Amtsgericht Hamburg-Altona: Urteil vom 07.12.2006 – 319C C 113/06

Diese Entscheidung enthält keinen zur Veröffentlichung bestimmten Leitsatz.


Amtsgericht Hamburg-Altona

Urteil

Im Namen des Volkes

Geschäfts-Nr. 319C C 113/06

In dem Rechtsstreit XXX

erkennt das Amtsgericht Hamburg-Altona, Abteilung 319C, durch den Richter am Amtsgericht Dr. XXX aufgrund der am 16.11.2006 geschlossenen mündlichen Verhandlung für Recht:

1. Die Beklagte wird verurteilt, an die Klägerin zu Händen ihres Bevollmächtigten Rechtsanwalt XXX EUR 235,11 nebst Zinsen in Höhe von 5% Punkten über dem Basiszinssatz seit dem 12.9.2005 zu zahlen. Die weitergehende Klage wird abgewiesen.

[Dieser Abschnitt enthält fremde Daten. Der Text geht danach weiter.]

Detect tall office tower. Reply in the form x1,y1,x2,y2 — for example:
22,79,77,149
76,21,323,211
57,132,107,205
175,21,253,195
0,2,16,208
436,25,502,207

2. Die Kosten des Rechtsstreits hat die Beklagte tragen.

3. Das Urteil ist vorläufig vollstreckbar. Der Beklagtenseite bleibt nachgelassen, eine Vollstreckung durch die Klägerseite gegen Sicherheitsleistung in Höhe von 110% des für diese vollstreckbaren Betrages abzuwenden, wenn nicht die Klägerseite zuvor Sicherheit in gleicher Höhe leistet.

4. Die Berufung gegen dieses Urteil wird zugelassen.

Tatbestand:

Die Klägerin unterhielt bei der Beklagten eine Rechtsschutzversicherung auf der Grundlage der ARB 94 (Blatt 60 ff der Akten). Versichert war auch die Leistungsart "Arbeits-Rechtsschutz", welche nach § 2b) der ARB die "Wahrnehmung rechtlicher Interessen aus Arbeitsverhältnissen hinsichtlich dienst- und versorgungsrechtlicher Ansprüche" umfasst. In § 17 (4) der ARB heißt es:

"...Ergreift der Versicherungsnehmer Maßnahmen zur Wahrnehmung seiner rechtlichen Interessen, bevor der Versicherer den Umfang des Versicherungsschutzes bestätigt, und entstehen durch solche Maßnahmen Kosten, trägt der Versicherer nur die Kosten, die er bei einer Rechtsschutzbestätigung vor Einleitung dieser Maßnahmen zu tragen hätte."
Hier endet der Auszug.